13

I have a number of tight loops I'm trying to optimize with GCC and intrinsics. Consider for example the following function.

void triad(float *x, float *y, float *z, const int n) {
    float k = 3.14159f;
    int i;
    __m256 k4 = _mm256_set1_ps(k);
    for(i=0; i<n; i+=8) {
        _mm256_store_ps(&z[i], _mm256_add_ps(_mm256_load_ps(&x[i]), _mm256_mul_ps(k4, _mm256_load_ps(&y[i]))));
    }
}

This produces a main loop like this

20: vmulps ymm0,ymm1,[rsi+rax*1]
25: vaddps ymm0,ymm0,[rdi+rax*1]
2a: vmovaps [rdx+rax*1],ymm0
2f: add    rax,0x20
33: cmp    rax,rcx
36: jne    20 

But the cmp instruction is unnecessary. Instead of having rax start at zero and finish at sizeof(float)*n we can set the base pointers (rsi, rdi, and rdx) to the end of the array and set rax to -sizeof(float)*n and then test for zero. I am able to do this with my own assembly code like this

.L2  vmulps          ymm1, ymm2, [rdi+rax]
     vaddps          ymm0, ymm1, [rsi+rax]
     vmovaps         [rdx+rax], ymm0
     add             rax, 32
     jne             .L2

but I can't manage to get GCC to do this. I have several tests now where this makes a significant difference. Until recently GCC and intrinsics have severed me well so I'm wondering if there is a compiler switch or a way to reorder/change my code so the cmp instruction is not produced with GCC.

I tried the following but it still produces cmp. All variations I have tried still produce cmp.

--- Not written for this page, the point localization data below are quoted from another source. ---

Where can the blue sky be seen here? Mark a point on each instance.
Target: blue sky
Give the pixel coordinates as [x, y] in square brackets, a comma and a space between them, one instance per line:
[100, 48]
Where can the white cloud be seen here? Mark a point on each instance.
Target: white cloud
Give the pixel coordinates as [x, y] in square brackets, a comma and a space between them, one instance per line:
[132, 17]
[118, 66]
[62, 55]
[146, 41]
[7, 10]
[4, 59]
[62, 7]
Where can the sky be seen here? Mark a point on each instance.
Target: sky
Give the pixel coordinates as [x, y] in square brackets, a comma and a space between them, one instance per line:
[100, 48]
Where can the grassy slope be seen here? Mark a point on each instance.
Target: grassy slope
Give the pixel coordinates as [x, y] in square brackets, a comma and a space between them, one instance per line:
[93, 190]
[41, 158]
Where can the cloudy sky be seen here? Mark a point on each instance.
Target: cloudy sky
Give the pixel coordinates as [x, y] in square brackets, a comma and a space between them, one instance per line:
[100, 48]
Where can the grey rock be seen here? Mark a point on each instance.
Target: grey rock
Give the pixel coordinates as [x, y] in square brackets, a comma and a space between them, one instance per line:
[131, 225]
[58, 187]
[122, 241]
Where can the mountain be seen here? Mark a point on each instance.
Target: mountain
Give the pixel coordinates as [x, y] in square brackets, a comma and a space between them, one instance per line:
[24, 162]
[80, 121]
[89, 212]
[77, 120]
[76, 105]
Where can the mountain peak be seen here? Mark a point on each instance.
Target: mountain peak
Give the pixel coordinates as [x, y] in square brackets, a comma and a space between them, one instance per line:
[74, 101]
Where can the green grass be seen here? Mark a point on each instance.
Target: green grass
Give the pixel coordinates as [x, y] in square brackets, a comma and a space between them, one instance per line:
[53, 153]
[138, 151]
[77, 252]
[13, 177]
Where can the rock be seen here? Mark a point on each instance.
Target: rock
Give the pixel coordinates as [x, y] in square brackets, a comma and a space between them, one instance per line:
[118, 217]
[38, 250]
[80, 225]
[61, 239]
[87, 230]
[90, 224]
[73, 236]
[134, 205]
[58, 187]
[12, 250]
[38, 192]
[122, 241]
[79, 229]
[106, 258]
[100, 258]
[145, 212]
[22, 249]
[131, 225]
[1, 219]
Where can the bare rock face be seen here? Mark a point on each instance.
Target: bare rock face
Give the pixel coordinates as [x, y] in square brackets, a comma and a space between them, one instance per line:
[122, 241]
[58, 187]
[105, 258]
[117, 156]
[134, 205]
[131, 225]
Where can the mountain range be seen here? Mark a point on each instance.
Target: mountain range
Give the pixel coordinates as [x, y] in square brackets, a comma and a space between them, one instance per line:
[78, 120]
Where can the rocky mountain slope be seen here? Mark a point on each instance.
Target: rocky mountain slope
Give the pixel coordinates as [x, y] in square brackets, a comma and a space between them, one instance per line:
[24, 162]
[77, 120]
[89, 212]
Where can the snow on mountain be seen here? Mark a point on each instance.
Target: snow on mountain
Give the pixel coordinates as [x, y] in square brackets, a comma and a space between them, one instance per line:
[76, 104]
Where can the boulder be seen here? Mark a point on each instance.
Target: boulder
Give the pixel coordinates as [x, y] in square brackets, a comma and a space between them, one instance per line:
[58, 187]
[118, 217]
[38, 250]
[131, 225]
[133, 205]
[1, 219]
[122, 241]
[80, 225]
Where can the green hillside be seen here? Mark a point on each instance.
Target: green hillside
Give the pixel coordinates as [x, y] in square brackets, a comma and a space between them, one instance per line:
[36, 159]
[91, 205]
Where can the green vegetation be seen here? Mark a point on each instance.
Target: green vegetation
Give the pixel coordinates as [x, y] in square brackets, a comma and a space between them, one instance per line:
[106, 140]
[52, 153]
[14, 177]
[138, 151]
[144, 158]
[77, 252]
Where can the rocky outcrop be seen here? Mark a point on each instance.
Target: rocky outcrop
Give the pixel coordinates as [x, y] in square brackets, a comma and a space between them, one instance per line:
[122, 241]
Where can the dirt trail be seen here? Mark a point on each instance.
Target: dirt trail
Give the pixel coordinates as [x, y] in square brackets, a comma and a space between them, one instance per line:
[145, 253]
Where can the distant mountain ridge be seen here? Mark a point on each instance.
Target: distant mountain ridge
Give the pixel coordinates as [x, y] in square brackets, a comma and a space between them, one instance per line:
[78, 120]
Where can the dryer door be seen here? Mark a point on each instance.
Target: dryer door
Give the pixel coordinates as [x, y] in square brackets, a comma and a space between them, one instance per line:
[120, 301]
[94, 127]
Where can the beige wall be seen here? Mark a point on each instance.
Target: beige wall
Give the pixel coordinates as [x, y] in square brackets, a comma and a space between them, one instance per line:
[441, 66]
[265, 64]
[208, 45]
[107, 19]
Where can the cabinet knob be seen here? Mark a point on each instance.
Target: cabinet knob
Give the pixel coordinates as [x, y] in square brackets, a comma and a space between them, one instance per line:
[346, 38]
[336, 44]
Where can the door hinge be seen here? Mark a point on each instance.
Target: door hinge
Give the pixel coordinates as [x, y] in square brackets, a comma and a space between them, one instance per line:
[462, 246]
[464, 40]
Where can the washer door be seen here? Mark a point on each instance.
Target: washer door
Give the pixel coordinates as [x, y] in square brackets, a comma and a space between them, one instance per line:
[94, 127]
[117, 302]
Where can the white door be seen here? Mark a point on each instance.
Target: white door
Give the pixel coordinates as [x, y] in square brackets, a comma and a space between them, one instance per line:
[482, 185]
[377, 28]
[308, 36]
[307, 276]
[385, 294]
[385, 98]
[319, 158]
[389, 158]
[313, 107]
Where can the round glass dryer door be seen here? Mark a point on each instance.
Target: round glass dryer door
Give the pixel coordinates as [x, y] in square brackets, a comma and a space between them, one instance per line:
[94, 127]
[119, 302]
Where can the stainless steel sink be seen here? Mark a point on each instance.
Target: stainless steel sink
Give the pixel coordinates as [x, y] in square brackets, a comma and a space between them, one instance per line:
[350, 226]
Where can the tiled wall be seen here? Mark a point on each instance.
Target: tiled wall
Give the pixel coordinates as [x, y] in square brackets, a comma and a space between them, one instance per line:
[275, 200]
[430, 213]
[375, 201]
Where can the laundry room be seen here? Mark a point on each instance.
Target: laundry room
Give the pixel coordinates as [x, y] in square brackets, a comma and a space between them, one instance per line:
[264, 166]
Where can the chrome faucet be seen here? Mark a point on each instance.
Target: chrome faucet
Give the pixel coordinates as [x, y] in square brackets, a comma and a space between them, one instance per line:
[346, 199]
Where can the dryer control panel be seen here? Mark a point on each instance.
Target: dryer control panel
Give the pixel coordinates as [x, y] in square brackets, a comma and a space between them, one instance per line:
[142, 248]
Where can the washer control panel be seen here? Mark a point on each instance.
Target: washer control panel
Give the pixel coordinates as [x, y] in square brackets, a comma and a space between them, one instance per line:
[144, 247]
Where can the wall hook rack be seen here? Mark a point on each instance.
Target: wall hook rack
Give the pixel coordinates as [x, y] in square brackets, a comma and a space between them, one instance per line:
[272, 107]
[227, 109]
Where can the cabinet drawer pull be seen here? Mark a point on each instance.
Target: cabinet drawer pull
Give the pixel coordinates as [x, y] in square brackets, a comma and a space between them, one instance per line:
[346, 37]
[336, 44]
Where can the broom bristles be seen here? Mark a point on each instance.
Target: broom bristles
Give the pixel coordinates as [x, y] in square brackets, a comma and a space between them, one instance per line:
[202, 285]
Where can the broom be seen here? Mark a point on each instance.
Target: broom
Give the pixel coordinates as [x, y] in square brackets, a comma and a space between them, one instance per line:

void triad2(float *x, float *y, float *z, const int n) {
    float k = 3.14159f;
    float *x2 = x+n;
    float *y2 = y+n;
    float *z2 = z+n;    
    int i;
    __m256 k4 = _mm256_set1_ps(k);
    for(i=-n; i<0; i+=8) {
        _mm256_store_ps(&z2[i], _mm256_add_ps(_mm256_load_ps(&x2[i]), _mm256_mul_ps(k4, _mm256_load_ps(&y2[i]))));
    }
}

Edit: I'm interested in maximizing instruction level parallelism (ILP) for these functions for arrays which fit in the L1 cache (actually for n=2048). Although unrolling can be used to improve the bandwidth it can decrease the ILP (assuming the full bandwidth can be attained without unrolling).

Edit: Here is a table of results for a Core2 (pre Nehalem), a IvyBridge, and a Haswell system. Intrinsics is the results of using intrinsics, unroll1 is my assembly code not using cmp, and unroll16 is my assembly code unrolling 16 times. The percentages are the percentage of the peak performance (frequency*num_bytes_cycle where num_bytes_cycle is 24 for SSE, 48 for AVX and 96 for FMA).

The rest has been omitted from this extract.